I stare up at him. Doesn’t he get it? I’m not going to talk.
“You’ll have to talk to me eventually,” he says.
That’s where he’s wrong. I don’t have to talk to him. Maybe I don’t have the fifth amendment in Italy, but I have my personal right to remain silent. I gaze down at the bread and pick off an olive, enjoying the salty zing when I place it on my tongue.
Matteo walks over to me and puts a hand on my shoulder. I flinch from the contact, but he doesn’t move his hand. He just curves it over my shoulder.
“You have nothing to fear,” he says. “Nothing. I know I look like a monster and I know what stories you must have heard, not to mention the fact that you know my son, but I’m not so bad.”
I continue eating.
Matteo continues. “Think of me like a father or something. I heard what you’ve been through and believe me, I’ll put a stop to it. I just need you to talk to me, Zara. I need you to trust me.”
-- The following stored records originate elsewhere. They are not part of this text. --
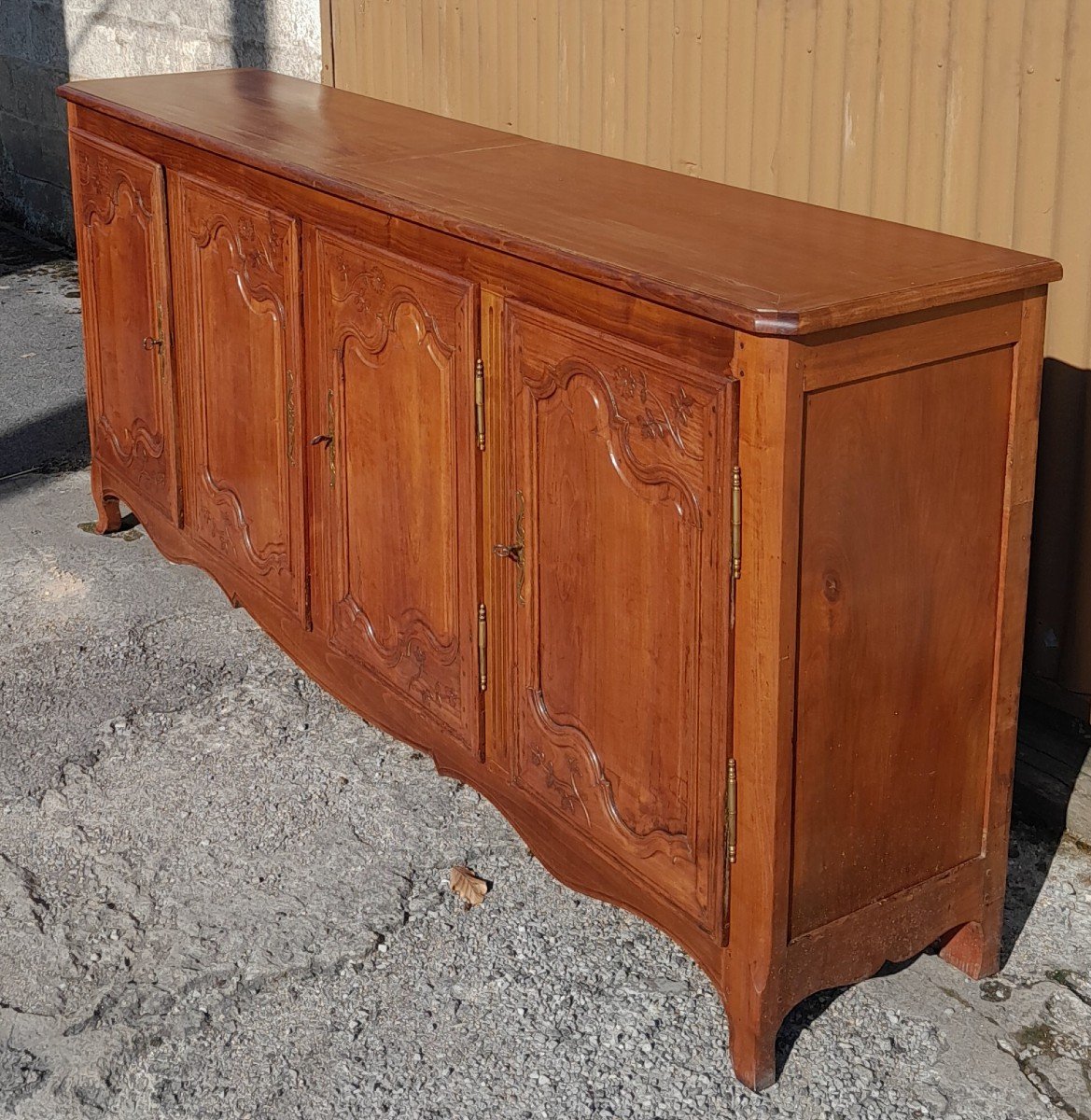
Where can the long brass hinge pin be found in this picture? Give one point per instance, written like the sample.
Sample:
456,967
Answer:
480,402
736,522
732,810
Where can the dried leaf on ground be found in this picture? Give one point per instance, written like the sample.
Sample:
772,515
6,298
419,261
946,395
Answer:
468,886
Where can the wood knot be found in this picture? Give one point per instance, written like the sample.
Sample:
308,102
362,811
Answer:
832,587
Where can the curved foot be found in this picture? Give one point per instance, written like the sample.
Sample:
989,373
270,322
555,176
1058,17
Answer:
109,513
753,1047
973,949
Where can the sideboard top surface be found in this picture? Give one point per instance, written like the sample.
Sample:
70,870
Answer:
753,261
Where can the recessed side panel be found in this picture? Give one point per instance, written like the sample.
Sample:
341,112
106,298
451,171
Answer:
902,497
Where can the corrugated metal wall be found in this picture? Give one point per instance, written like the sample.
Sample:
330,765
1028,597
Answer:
966,116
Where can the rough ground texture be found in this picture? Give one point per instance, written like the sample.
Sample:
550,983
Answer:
223,895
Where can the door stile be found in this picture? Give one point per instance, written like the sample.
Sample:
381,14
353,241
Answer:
498,525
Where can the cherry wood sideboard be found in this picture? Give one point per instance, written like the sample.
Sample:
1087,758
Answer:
688,525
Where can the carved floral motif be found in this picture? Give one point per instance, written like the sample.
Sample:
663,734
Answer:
257,256
632,407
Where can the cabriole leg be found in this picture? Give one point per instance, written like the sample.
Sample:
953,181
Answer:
106,504
974,947
753,1047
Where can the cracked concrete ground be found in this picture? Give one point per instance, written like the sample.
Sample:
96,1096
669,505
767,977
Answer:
223,895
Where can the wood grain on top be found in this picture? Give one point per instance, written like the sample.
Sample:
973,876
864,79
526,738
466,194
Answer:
754,261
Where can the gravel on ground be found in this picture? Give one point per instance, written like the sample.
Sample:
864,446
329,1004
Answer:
222,895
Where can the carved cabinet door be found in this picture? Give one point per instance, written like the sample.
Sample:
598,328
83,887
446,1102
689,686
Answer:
392,371
240,345
121,227
620,603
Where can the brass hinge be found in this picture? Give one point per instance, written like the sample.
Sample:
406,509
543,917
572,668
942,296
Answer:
731,807
480,404
482,648
736,522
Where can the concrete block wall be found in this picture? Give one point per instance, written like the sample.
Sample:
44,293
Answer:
44,43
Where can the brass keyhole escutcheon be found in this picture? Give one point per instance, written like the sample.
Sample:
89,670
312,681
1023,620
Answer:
510,553
516,553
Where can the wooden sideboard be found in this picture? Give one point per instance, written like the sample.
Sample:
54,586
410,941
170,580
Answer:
688,525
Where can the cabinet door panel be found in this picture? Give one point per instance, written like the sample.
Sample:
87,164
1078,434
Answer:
239,339
121,229
395,371
622,688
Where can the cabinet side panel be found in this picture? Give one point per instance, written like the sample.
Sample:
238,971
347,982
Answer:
901,524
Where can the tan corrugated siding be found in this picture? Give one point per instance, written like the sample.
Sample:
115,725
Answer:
964,116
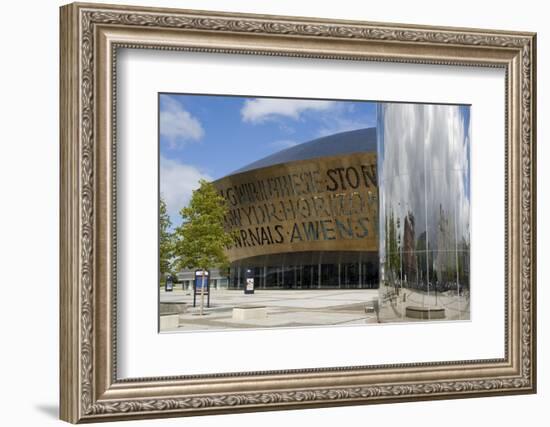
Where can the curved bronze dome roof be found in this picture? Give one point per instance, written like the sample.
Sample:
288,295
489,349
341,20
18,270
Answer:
354,141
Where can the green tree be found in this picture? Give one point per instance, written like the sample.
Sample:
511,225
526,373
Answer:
166,241
201,238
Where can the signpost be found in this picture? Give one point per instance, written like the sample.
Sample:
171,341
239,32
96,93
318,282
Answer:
249,284
202,287
169,287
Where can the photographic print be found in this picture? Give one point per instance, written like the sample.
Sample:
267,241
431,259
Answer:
278,212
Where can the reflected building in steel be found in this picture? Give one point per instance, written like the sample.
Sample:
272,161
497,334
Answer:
424,187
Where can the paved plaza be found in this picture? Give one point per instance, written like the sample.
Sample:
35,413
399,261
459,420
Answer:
300,308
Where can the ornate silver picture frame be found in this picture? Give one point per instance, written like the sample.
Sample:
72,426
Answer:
92,37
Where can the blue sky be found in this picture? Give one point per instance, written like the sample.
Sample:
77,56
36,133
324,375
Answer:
209,136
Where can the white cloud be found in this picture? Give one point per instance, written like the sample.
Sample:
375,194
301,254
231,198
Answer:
177,124
339,124
177,182
260,110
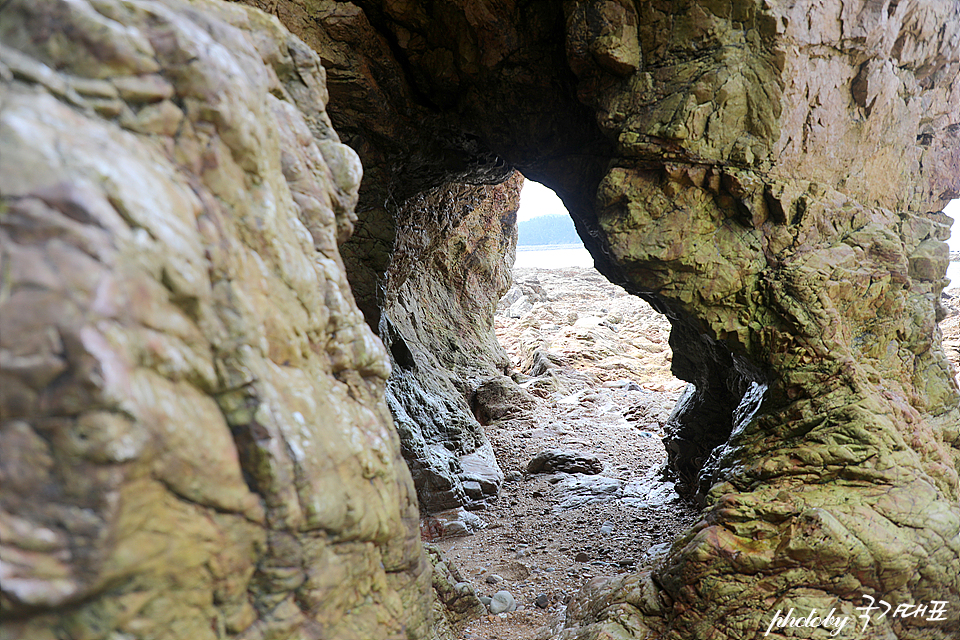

How the hell can he ask me to do that?
“I know you were hurt before you came here,” he says. Blood rushes to my head. I want to upchuck the food I just put down. I want to curl up into a ball and forget all the things that happened before, but I can’t. There’s a man touching my shoulder and he smells like all other men — dangerous.
I inhale more sharply than I wanted, my chest heaving anxiously. Matteo removes his hand from my shoulder, but he keeps talking in a soothing voice.
“There,” he murmurs. “It’s okay to be frightened. It’s okay not to want to talk about what happened yet. But you must, Zara. You must be strong. I promise you that no matter what happens, I won’t allow anyone to hurt you again. Understand?”
I nod slowly.
“I’ll leave you to eat,” he says gently. “Take a nice bath and put on some clothes. I’ll expect you downstairs for a proper dinner at eight p.m.”